Months passed. Lucy became a Hardy. He proposed to her in front of the door of Ye Olde Cheshire Cheese, after a night spent discussing how uselessness and ugliness the umpteenth cover of an 80s masterpiece, recorded again for the new generation but lacking any artistic value. When he had finished his argument, Colin had taken her hand. He had bent down that much that he shivered, thinking of how his trousers could just rip open on the least noble part of his body. He felt a warm pleasure when it did not happen.
“Hey, little mermaid, will you marry me?”
The answer arrived late. What did marriage mean? Why did Lucille fear the facing of such a decision, a similar situation? Was it her mother’s or her father’s fault? Was it her own fault? Was it destiny’s fault? Was it worth trying?
A murmur, almost more imperceptible to her than to him, who was on his knees before her. The moments spent in silence had contributed to a tense, unnatural atmosphere. The air was full with excitement, fear and indecision. They were facing the final proof, whose verdict would be the evidence of what they really felt. Still moments. Then the answer and a promise. It was done.
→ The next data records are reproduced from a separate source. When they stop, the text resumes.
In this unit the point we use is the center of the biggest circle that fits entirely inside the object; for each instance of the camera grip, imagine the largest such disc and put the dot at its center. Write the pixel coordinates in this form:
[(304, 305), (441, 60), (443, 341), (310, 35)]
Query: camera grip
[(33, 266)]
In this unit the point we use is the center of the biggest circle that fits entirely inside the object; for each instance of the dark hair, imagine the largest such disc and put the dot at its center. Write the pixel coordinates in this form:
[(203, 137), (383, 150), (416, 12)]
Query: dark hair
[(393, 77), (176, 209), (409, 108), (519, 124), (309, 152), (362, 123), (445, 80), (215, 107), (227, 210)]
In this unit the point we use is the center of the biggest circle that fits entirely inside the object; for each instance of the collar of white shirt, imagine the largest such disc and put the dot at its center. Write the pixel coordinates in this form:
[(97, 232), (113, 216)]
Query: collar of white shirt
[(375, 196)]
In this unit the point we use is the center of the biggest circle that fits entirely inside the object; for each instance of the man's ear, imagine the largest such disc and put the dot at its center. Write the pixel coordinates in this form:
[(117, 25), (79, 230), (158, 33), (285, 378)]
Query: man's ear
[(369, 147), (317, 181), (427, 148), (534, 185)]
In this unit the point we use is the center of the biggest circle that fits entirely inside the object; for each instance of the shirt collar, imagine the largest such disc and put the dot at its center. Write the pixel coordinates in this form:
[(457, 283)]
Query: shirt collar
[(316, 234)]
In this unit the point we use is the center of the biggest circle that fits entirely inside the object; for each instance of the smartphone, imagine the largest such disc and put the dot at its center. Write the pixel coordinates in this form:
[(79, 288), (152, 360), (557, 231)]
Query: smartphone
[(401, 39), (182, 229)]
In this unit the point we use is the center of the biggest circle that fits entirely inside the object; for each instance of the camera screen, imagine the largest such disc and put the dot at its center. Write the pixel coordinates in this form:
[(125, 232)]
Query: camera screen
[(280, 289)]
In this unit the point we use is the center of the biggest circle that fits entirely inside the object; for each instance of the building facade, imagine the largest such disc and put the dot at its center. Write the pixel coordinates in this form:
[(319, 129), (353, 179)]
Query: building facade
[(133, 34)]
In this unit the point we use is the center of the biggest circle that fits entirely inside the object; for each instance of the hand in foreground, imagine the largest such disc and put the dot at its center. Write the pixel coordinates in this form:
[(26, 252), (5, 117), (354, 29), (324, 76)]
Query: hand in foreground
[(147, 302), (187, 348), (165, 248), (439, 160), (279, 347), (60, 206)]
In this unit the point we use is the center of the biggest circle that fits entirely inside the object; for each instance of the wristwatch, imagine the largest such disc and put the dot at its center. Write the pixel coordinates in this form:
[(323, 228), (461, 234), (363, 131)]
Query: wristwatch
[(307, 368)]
Lucille would not be a Jones anymore. Once more, she was in front of a decision and she had chosen to put her past behind her. She must, or better, she wanted to look forward. She often asked herself how her life would have been if her father hadn’t left her and her mother on that cold January day. Lucille loved to build up stories in which she was the protagonist, where she would imagine being in another place, with other people. It was a habit that, for years, she had indulged in every time she would get on the tube. The sound of the train in the galleries, the voices of the travellers, the mechanical voices. All those shades and details made it pleasant for her to lose herself in long digressions where, for a short period, she wished she was someone else, or maybe even herself, but in a different context.
When she would arrive home, though, Lucille really knew which were the reasons why, at the end, she couldn’t wish for a better life. Her house was a typically British, two floor house in London’s centre, which they had been able to buy because of Colin’s pay increase. Their wages, together, had allowed them to buy a small car and a motorbike. Now, both of them, after temporary fights, lived together with their three daughters.
They had everything they wanted. They had become a whole thing of many things. Nothing could challenge her serenity. At least, until it ended. After all, as she knew, life is nothing other than a poker hand with the goddess of luck. But, from the moment she had first left her house in Righton, good luck had never abandoned her.